Prints

Kauri Camouflage

by Natalie Robertson

The Kauri Project Poster Series (2014)
archival print, edition of 50
420 x 594 mm
unframed - $230
framed with white wooden frame - $420

 

The phrase ‘Kauri Ki Uta, Kauri Ki Tai,’ was gifted to The Kauri Project by Te Roroa artist Will Ngakuru, a call for kauri to once more clothe the landscape from mountain to sea. The photograph depicts the classic kauri bark ‘camouflage’ pattern, taken from a tree on Kohu Rd, Titirangi, overlaid with the shadow of a recently dead kauri on nearby Tanekaha St. Kauri dieback spores are unseen, spreading hidden within the soil. The dead kauri foreshadows what lies ahead if we can’t halt that spread.

Born in Kawerau, New Zealand, Natalie Robertson (Ngati Porou, Clan Donnachaidh) makes photographic and moving image works that explore Māori knowledge practices and cultural landscapes. Her practice engages with conflicting settler and indigenous relationships to land and place.

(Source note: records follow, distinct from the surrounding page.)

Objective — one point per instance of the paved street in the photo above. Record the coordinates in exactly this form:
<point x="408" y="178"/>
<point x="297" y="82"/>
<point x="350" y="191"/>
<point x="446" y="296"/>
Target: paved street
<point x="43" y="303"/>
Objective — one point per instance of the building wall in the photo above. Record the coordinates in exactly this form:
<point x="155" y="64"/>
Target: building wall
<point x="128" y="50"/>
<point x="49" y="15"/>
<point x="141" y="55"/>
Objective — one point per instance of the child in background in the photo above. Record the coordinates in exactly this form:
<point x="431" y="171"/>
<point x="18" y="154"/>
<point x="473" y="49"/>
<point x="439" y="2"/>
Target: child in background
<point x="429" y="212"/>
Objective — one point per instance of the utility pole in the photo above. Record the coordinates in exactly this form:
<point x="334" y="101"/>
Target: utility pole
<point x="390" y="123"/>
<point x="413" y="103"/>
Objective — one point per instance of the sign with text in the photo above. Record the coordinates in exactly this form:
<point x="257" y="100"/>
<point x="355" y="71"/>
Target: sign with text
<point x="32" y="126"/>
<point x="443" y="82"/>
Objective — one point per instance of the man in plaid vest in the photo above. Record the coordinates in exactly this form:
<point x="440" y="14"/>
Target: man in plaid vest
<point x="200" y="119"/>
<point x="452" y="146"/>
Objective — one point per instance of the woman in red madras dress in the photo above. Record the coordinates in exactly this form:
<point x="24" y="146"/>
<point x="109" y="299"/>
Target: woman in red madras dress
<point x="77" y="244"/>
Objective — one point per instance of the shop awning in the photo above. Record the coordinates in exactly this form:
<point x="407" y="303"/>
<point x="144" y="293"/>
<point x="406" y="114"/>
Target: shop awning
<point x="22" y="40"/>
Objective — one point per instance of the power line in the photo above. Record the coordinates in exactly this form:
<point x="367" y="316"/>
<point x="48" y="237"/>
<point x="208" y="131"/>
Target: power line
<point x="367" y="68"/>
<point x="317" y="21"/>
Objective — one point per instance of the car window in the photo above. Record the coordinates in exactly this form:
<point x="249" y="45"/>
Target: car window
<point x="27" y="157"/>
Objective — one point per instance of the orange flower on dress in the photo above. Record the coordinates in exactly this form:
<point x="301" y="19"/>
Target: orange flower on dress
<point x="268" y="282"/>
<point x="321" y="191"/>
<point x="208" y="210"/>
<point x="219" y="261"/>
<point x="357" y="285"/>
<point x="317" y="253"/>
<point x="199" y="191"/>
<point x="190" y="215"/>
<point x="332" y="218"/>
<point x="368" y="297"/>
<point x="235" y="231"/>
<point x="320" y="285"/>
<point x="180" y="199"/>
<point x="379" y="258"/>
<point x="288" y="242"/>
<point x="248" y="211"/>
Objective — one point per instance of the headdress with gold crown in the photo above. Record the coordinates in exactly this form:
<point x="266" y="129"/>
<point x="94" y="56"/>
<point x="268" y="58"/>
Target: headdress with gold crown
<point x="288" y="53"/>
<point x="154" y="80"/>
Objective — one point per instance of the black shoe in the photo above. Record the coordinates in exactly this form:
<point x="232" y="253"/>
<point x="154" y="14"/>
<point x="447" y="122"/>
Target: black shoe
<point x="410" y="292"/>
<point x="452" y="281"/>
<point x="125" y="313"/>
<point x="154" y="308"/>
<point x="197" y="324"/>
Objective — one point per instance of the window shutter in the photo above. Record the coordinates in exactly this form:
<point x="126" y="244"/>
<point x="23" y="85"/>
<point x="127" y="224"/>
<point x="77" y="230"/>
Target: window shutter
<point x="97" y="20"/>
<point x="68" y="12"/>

She has exhibited extensively throughout New Zealand and internationally. Robertson is also a founding member of the Auckland-based collective Local Time, which facilitates site-specific projects that speak to local and indigenous contexts. 

The Kauri Project: Poster Series Contemporary artists and designers Charlotte Graham, Philip Kelly, Tessa Laird, Natalie Robertson and Haruhiko Sameshima have been commissioned to produce new works addressing the social, cultural and historical value of the kauri tree, one of our most beloved native species, in the face of the threat posed by kauri dieback disease.